Geithner urges Congress to raise debt limit
US Treasury Secretary Timothy F Geithner yesterday urged lawmakers to raise the federal debt limit in the first quarter of 2011, saying a failure to act could make it impossible for the US to access global credit markets.
If congress does not raise the debt limit, "the treasury would be forced to default on legal obligations of the US, causing catastrophic damage to the economy, potentially much more harmful than the effects of the financial crisis of 2008 and 2009", Mr Geithner said in a letter to speaker of the house John Boehner, senate majority leader Harry Reid and all other members of congress.
The treasury estimates the debt limit could be reached as early as March 31, and "most likely" between that date and May 16. The debt limit stands at $14.29trn (€11trn), leaving about $335bn of "headroom", Mr Geithner's letter said.
Mr Boehner, a republican from Ohio, said in a statement that congress needs to pair a debt-limit increase with spending cuts and changes to a "broken" budget process.
He said the country can't afford default or to "recklessly" keep borrowing.
"The American people will not stand for such an increase unless it is accompanied by meaningful action by the president and congress to cut spending and end the job-killing," Mr Boehner said.

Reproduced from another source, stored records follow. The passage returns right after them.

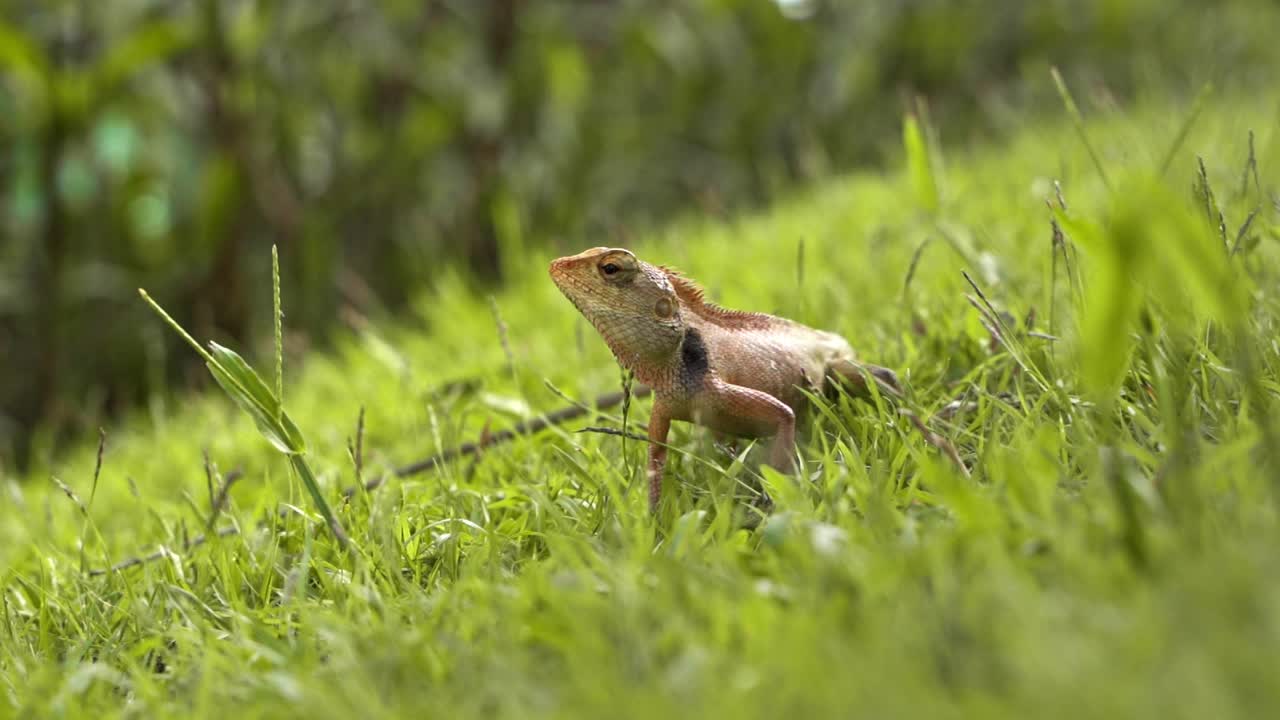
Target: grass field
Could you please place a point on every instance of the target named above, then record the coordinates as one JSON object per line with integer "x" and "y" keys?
{"x": 1111, "y": 552}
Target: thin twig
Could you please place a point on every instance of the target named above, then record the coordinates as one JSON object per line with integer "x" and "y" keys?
{"x": 97, "y": 464}
{"x": 223, "y": 495}
{"x": 1244, "y": 229}
{"x": 936, "y": 441}
{"x": 163, "y": 552}
{"x": 615, "y": 432}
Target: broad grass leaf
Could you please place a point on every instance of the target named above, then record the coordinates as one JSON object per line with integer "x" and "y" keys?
{"x": 246, "y": 387}
{"x": 1151, "y": 249}
{"x": 918, "y": 164}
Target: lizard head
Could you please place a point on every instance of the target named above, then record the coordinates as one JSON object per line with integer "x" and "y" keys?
{"x": 630, "y": 302}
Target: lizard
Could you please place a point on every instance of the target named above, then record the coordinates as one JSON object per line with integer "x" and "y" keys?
{"x": 735, "y": 372}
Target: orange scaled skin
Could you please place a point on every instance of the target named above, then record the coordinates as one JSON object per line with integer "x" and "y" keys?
{"x": 737, "y": 373}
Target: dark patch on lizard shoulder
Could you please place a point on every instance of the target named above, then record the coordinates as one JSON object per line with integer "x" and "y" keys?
{"x": 694, "y": 361}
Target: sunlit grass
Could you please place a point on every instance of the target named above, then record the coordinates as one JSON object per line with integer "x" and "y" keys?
{"x": 1112, "y": 551}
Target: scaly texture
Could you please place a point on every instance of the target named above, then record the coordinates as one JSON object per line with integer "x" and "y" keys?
{"x": 735, "y": 372}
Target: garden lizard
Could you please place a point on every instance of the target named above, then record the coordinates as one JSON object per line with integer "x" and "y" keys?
{"x": 737, "y": 373}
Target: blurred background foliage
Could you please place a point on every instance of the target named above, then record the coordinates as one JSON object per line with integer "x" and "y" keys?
{"x": 167, "y": 144}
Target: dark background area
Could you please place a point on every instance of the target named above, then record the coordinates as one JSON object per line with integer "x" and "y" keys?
{"x": 169, "y": 144}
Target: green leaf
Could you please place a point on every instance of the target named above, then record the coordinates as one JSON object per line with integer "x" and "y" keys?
{"x": 246, "y": 387}
{"x": 149, "y": 45}
{"x": 918, "y": 164}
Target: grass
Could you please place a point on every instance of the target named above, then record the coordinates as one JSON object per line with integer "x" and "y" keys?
{"x": 1111, "y": 554}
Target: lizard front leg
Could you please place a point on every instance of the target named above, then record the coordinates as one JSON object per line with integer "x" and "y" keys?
{"x": 659, "y": 424}
{"x": 757, "y": 408}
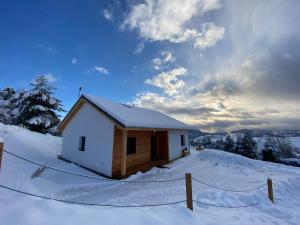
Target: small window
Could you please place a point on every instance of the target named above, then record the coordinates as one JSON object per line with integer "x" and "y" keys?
{"x": 81, "y": 143}
{"x": 131, "y": 145}
{"x": 182, "y": 140}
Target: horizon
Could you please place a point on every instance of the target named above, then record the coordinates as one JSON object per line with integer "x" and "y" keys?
{"x": 217, "y": 65}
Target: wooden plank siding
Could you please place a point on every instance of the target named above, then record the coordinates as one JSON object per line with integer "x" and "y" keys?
{"x": 143, "y": 150}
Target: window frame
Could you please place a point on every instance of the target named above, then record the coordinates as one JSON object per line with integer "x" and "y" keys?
{"x": 182, "y": 140}
{"x": 133, "y": 142}
{"x": 82, "y": 142}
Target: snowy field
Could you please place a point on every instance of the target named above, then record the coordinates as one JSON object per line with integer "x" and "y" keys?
{"x": 216, "y": 168}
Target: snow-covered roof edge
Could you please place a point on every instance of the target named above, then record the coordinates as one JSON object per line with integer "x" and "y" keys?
{"x": 114, "y": 118}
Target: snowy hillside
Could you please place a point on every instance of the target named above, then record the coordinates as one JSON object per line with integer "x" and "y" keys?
{"x": 215, "y": 168}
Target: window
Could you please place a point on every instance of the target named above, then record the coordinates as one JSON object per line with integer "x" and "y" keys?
{"x": 182, "y": 140}
{"x": 131, "y": 145}
{"x": 81, "y": 143}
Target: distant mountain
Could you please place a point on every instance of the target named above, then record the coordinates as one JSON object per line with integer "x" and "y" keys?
{"x": 270, "y": 132}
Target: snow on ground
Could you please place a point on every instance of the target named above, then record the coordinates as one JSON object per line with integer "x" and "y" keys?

Obama administration officials said they want to separate the debt limit from other fiscal policy concerns. In a briefing with reporters, a treasury official predicted congress would act to avert a crisis.
The debt limit should be resolved without being tied to long-term fiscal issues including spending and taxes, the treasury official said. Lawmakers will probably agree to raise the limit because of the idea that the US could default, the official said.
The US had a $1.3trn federal budget deficit in fiscal year 2010, ended September 30. President Barack Obama's debt-reduction panel failed last month to agree on ways to reduce the annual deficit to about $400bn in 2015.
Lawmakers are likely to wait "until the last minute" to pull back from the brink, said Stephen Stanley, chief economist at Pierpont Securities.
He predicted the house would seek concessions from the senate and the White House, using the debt ceiling as leverage.